Automatic annotation of incomplete and scattered bibliographical references in Digital Humanities papers

The reviewed article presents the project BILBO and illustrates the application of several appropriate machine-learning techniques to the constitution of proper reference corpora and the construction of efficient annotation models. In this way, solutions are proposed for the problem of extracting and processing useful information from bibliographic references in digital documentation whatever their bibliographic styles are. The mentioned project is supported by a Google Grant for Digital Humanities (2011).

This project is part of the research on bibliographic reference, which focuses on providing automatic links between related references in citations of academic articles, i.e. cross-links. Among the different existing approaches and methods, Conditional Random Fields (henceforth CFRs) are employed here for labelling and extracting fields from research papers, as previous studies have shown this method to offer a better performance and actually most of publicly accessible on-line services are based on this technique. The present project defines effective labels and features for CRF learning in order to obtain a discriminative probabilistic model able to automatically label the reference fields of the 38 sample articles selected from Revues.org (part of the OpenEdition on-line platform), the oldest French online academic platform, offering more than 300 journals in the humanities and social sciences of electronic resources in the humanities and social science.
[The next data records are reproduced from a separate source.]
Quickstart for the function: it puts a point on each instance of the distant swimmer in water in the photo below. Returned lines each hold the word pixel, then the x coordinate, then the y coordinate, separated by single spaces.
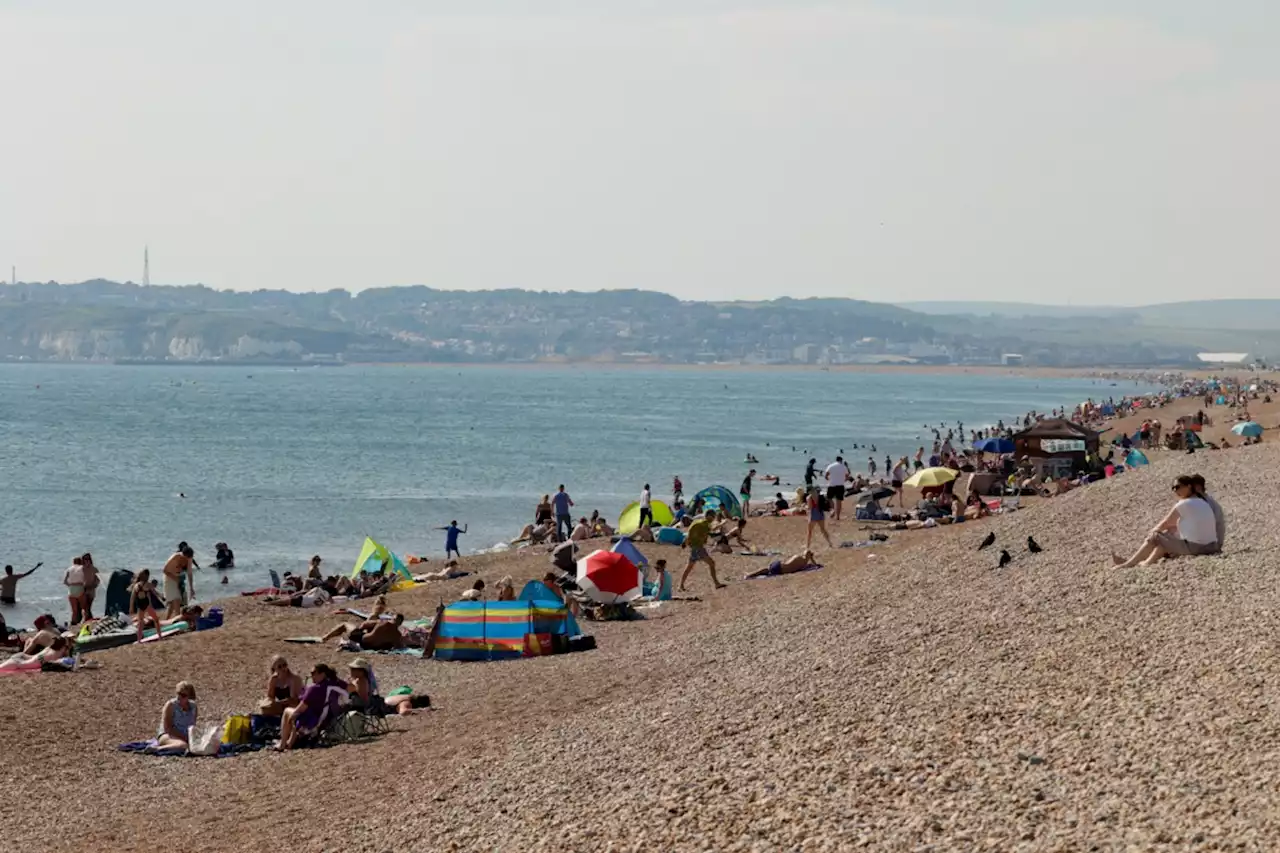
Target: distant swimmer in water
pixel 223 557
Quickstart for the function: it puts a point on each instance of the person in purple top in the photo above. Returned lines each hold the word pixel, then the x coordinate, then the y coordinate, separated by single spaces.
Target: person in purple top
pixel 319 702
pixel 562 502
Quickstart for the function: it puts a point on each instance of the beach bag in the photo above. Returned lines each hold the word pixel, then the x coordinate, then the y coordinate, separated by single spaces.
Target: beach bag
pixel 213 619
pixel 204 742
pixel 538 644
pixel 237 729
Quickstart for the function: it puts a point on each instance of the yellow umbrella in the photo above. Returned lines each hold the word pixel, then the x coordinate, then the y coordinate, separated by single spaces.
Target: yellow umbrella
pixel 629 520
pixel 931 477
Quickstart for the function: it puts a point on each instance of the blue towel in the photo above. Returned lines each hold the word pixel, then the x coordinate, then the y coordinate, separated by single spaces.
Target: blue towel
pixel 147 748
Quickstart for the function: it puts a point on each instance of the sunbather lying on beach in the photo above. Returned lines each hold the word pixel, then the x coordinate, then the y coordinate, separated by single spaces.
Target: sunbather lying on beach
pixel 362 696
pixel 46 632
pixel 283 689
pixel 792 564
pixel 314 597
pixel 9 635
pixel 535 533
pixel 48 658
pixel 375 634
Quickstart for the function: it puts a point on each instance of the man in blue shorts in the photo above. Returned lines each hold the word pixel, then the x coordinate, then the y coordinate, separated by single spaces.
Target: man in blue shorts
pixel 451 538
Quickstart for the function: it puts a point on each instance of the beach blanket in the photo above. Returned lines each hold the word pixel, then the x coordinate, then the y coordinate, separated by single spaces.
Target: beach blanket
pixel 149 748
pixel 347 646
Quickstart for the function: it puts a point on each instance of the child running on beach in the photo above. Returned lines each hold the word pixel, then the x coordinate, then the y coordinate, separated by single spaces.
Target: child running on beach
pixel 696 543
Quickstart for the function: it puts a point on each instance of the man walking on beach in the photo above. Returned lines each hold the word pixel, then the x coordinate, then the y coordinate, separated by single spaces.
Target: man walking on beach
pixel 451 538
pixel 837 474
pixel 9 584
pixel 645 507
pixel 696 543
pixel 179 583
pixel 562 502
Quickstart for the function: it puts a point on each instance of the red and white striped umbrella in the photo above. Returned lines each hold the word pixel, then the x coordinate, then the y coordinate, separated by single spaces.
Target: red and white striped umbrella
pixel 608 576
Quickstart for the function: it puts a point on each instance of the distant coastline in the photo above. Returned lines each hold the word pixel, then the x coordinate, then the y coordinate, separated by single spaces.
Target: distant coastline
pixel 1114 373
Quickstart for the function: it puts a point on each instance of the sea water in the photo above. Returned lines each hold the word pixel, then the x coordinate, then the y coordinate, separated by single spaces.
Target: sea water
pixel 286 463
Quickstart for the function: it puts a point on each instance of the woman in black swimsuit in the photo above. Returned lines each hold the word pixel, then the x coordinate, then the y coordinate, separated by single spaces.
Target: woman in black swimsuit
pixel 142 603
pixel 283 689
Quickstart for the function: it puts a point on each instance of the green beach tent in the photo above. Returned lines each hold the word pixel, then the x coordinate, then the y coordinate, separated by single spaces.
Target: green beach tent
pixel 374 556
pixel 629 520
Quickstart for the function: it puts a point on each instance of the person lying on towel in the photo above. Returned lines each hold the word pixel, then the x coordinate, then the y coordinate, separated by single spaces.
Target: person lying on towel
pixel 792 564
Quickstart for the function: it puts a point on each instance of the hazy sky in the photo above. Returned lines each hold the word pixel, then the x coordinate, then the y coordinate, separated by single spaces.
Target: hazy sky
pixel 897 150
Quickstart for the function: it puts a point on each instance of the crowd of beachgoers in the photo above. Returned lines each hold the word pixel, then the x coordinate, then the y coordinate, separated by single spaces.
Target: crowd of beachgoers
pixel 955 477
One crucial aspect of this approach is that, unlike previous applications of such a technique, it aims at employing CFRs to Digital Humanities bibliographic data, which are not restricted to well-structured data with simple format such as a bibliography at the end of scientific articles, but rather consist of much less structured bibliographical parts and various different formats, including implicit references integrated in the body of text as well as less-formulaic references contained in footnotes –actually, another machine learning technique, Support Vector Machine (henceforth SVM), is used to select those footnotes containing relevant bibliographical information.

In short, this project, whose progress is illustrated by means of a series of experiments, proves the usefulness and high degree of accuracy of CRF techniques, which involve finding the most effective set of features (including three types of features: input, local and global features) of a given corpus of well-structured bibliographical data (with labels such as surname, forename or title). Moreover, the present project does not only prove efficient when applied to such traditional, well-structured bibliographical data sets, but it also originally contributes to the processing of more complicated, less-structured references such as the ones contained in footnotes by applying SVM with new features for sequence classification.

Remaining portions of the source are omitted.